For more than a decade, New Yorkers have indulged the running joke that Mayor Michael Bloomberg paid his way into City Hall. A report in Monday’s New York Times suggests he did just that: paid $650 million in 12 years for everything from City Hall’s fancy fish tanks to overseas trips.
Rejecting the taxpayer-funded mayoral salary, Bloomberg put millions into doing the mayorship his way. The Times‘ report, based on “public documents, travel records, philanthropy databases, conversations with vendors and interviews with his government employees,” mentions spending hundreds of thousands on trips abroad and tens of thousands just to clean up the City Hall fish tanks he had installed regularly. He also paid for daily staff meals, an enormous amount of campaign contributions, and hundreds of millions to his arts, health, and cultural groups. The Metropolitan Museum of Art alone received $30 million of the mayor’s private money.
The newspaper calls their $650 million estimate “undoubtedly low.”
And this estimate only takes into account money he spent specifically related to his mayoral duties–or, in the case of campaign contributions, acting as a politician rather than an advocate or donor. Outside of this estimate, Bloomberg has spent millions on causes he supports. He sent $1 million to the then-floundering Cory Booker senatorial campaign. The New York Times estimates he has spent millions on “encouraging gun control ($7 million), immigration reform ($5.7 million) and volunteerism ($6.2 million).” He has spent so much money trying to regulate and stigmatize soda in Mexico that he has become the face of unwieldy American imperialism to free-marketers in that country.

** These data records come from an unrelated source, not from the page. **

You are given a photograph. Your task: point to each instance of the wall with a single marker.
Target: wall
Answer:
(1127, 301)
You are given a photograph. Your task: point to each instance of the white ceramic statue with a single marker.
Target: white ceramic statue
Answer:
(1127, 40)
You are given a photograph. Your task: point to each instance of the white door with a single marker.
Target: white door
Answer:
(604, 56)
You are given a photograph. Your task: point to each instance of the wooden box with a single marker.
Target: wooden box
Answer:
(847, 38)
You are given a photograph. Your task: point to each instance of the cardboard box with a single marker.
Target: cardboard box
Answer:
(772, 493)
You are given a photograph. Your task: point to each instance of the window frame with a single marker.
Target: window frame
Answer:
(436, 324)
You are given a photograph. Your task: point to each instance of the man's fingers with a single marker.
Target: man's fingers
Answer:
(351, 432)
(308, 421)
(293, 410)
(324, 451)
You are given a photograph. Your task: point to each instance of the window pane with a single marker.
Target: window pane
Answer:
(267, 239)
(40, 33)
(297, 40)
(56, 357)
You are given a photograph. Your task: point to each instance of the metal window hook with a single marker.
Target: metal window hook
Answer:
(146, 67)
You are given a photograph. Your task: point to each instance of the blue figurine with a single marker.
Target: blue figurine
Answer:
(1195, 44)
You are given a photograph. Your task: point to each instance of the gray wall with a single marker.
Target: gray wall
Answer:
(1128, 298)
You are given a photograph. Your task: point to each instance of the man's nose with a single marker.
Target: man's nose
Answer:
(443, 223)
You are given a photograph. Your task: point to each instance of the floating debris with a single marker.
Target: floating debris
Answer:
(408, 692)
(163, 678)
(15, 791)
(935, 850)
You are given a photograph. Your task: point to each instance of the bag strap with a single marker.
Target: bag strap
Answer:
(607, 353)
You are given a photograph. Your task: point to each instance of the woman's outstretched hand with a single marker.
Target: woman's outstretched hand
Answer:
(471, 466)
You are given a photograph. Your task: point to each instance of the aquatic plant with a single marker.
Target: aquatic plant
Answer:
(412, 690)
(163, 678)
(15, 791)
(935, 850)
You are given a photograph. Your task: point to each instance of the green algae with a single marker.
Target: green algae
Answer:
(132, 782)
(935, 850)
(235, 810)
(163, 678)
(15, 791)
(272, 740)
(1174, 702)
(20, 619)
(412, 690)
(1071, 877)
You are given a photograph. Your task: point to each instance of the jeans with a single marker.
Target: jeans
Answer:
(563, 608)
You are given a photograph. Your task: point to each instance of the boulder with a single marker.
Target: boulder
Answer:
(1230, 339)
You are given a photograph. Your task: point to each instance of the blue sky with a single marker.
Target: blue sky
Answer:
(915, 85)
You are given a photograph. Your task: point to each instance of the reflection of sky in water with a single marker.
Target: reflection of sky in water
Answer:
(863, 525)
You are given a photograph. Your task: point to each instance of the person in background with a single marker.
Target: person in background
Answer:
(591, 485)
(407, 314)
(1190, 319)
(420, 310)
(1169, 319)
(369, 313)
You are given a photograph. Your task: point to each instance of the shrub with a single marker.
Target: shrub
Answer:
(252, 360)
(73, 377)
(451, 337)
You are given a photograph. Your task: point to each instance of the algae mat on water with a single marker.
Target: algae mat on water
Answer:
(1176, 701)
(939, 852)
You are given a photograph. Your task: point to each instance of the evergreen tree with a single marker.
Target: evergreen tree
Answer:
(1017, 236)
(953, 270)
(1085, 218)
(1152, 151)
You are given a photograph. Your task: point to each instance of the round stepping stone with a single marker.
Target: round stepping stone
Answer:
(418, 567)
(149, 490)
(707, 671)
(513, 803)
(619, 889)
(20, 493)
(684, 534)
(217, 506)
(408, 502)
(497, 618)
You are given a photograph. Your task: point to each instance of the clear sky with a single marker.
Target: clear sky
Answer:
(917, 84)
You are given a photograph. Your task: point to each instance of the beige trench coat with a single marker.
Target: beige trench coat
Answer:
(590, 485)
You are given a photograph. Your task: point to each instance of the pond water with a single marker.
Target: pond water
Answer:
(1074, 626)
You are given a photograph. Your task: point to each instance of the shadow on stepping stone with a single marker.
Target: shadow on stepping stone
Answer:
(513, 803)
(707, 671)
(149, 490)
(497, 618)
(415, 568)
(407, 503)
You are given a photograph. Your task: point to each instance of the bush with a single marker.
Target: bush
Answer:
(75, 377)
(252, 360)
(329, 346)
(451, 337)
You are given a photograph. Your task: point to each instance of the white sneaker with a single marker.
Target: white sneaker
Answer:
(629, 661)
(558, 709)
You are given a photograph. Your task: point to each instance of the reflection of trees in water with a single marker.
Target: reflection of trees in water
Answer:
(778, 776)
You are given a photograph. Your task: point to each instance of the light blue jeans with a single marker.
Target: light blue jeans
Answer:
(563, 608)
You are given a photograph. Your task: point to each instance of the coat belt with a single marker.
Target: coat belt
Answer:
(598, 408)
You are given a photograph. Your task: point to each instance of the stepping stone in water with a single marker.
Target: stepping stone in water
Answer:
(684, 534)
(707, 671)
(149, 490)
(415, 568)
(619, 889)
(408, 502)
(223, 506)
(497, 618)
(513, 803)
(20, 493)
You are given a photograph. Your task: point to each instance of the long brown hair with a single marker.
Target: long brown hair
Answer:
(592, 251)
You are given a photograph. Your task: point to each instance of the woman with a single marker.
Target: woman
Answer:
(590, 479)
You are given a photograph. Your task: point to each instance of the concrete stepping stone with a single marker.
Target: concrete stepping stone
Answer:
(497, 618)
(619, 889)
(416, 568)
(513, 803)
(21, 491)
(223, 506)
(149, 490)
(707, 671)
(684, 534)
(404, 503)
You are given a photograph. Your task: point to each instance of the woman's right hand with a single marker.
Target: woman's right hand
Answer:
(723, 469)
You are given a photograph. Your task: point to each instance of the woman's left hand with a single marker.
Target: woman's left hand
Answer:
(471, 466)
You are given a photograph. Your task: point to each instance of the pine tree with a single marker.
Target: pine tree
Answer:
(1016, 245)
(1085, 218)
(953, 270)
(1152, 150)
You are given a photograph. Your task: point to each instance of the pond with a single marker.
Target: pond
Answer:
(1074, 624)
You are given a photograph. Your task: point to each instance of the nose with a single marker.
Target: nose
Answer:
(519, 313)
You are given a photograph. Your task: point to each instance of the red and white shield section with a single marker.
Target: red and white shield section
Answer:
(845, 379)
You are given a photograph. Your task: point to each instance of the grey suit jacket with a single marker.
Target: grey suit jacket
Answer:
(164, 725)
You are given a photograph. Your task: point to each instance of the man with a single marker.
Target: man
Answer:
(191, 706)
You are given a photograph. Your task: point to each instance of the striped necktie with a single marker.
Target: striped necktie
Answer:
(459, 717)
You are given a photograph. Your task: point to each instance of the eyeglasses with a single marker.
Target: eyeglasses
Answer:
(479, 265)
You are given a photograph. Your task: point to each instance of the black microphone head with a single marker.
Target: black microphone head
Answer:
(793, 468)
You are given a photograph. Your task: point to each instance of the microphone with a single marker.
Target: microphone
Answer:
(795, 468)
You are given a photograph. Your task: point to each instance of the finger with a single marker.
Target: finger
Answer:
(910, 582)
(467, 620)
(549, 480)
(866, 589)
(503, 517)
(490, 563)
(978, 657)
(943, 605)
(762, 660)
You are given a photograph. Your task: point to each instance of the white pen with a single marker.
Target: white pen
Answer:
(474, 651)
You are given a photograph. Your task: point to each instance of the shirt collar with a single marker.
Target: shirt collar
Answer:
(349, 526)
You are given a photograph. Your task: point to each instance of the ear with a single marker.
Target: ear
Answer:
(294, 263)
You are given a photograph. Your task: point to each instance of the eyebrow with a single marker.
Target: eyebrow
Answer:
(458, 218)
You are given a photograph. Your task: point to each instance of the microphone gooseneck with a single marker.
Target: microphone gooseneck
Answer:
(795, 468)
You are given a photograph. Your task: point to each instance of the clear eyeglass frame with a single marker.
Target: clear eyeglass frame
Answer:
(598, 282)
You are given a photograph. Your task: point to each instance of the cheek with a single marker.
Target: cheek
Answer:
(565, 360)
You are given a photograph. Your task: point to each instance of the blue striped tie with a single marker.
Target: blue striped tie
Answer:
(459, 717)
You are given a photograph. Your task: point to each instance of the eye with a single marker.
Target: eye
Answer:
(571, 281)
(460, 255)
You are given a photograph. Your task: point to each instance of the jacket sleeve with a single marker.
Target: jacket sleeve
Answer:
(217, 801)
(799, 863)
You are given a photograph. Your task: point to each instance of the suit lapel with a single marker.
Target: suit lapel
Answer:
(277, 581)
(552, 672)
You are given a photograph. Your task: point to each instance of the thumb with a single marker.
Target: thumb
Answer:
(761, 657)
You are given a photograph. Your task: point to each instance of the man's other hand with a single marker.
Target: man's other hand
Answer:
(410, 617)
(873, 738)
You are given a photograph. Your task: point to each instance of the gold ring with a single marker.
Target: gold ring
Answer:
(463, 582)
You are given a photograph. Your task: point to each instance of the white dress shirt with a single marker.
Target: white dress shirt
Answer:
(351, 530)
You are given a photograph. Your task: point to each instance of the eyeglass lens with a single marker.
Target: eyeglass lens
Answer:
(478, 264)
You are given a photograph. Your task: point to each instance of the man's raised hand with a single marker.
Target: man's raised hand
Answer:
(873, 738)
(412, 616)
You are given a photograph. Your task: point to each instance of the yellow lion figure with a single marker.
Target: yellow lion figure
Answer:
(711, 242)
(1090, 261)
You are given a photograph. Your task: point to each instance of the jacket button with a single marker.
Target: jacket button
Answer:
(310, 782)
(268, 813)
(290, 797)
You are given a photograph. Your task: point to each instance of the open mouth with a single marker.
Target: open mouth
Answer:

There is something vaguely admirable about Bloomberg’s insistence to use much of his own money to fund his quixotic crusades. At the very least, he refused to exhaust much of his constituents’ money where many others would have. But along with that admiration comes the inevitable anxiety about what kind of plutocracy New York City has turned into for Bloomberg to have so solidly established his position as ruler of that city-state through personal fortunes alone.
And then there are the political repercussions of someone who considered solid immigration laws “national suicide” wielding so much power based almost exclusively on his bank account. Bloomberg’s capacity to run his own campaigns and manage his own financial burdens without relying on campaign contributions contributed greatly to his eccentric crusades against mundane objects during his tenure. His wars on soda, fats, styrofoam, and smoking all generated so much loathing that even Bill Maher joked the mayor made him “want to join the Tea Party.”
With Bill de Blasio’s inaugural as mayor on the horizon, Bloomberg’s diminishing role in shaping New York City will finally close up shop for good–at least in the public sector. And de Blasio, with his radically progressive politics and penchant for supporting left-wing despots, will herald in an entirely new set of concerns for New York. But for one, the fear of such pervasive political influence from one man who amassed a fortune and spent it on being ruler is setting on the city–a city with much more cash in pocket, thanks to his egotistical largess.